The park is now real life and the patrons are Dolores and her kind. Bernard, well, he’s still trying to do good things under an alias, which, once discovered, leads to flipping the switch, turning into a killing machine, then pushing the button again. He’s on his way to Westworld, or that’s his goal as he gets on the boat, and then we get to Maeve Millay, who awakens in either a Nazi portion of the theme park, or somehow went back in time to the 1930s and finds herself in Germany.

Again, there’s a LOT happening here, especially surrounding the monolithic data power of Incite, but it’s a jumble of barely relative parts right now. That’s simultaneously interesting, because we want to see how Nolan and Joy weave all of it together to get to their endgame, and infuriating, because we have to rely so much on faith and hope that it is indeed going to make sense and not be an endless mind swerve where that’s the point, rather than a logical or rational conclusion.
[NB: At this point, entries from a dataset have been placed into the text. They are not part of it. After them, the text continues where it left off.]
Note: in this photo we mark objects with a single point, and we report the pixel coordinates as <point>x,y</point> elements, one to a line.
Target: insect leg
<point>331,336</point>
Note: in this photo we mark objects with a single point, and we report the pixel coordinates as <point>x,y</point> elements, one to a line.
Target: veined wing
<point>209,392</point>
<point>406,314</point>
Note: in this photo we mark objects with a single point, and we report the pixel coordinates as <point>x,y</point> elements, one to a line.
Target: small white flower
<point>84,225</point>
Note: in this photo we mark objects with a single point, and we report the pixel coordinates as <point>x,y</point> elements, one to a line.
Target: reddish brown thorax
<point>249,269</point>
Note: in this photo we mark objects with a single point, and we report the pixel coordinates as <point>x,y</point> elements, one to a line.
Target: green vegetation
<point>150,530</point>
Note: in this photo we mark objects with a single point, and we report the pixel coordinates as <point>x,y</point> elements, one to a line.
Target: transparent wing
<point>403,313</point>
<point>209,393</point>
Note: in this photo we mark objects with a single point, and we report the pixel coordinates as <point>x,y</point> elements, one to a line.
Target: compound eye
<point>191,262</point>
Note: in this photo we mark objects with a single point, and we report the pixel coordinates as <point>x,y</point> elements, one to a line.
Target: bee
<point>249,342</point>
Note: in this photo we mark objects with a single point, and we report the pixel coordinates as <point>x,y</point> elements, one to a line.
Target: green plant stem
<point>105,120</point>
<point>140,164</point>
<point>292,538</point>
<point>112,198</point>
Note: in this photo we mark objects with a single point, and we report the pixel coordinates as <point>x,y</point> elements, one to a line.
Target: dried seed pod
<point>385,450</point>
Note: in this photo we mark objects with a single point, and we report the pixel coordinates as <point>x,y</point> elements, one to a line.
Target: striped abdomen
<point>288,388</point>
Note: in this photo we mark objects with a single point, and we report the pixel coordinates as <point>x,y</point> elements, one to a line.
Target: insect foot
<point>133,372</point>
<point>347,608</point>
I certainly wasn’t bored with the start of the season, but admittedly, I’m concerned with just how bonkers everything appears to be. I trust Jonathan Nolan so much, because of the brilliance of Person of Interest, that I think we’ll be pleasantly surprised. But I would imagine some viewers might have jumped off the ship tonight, or are thinking about it. We aren’t “unsubscribing,” as Caleb had to do with Francis in order to take steps to recover what’s left of his life, but we’re wondering where we are, and hoping not to wake up where Maeve did.

This was just confusing as an episode, and definitely didn’t gradually take us to this place. This was Mach V straight into whatever universe we find ourselves in as the third season begins. Let’s give it some time and see what we discover here.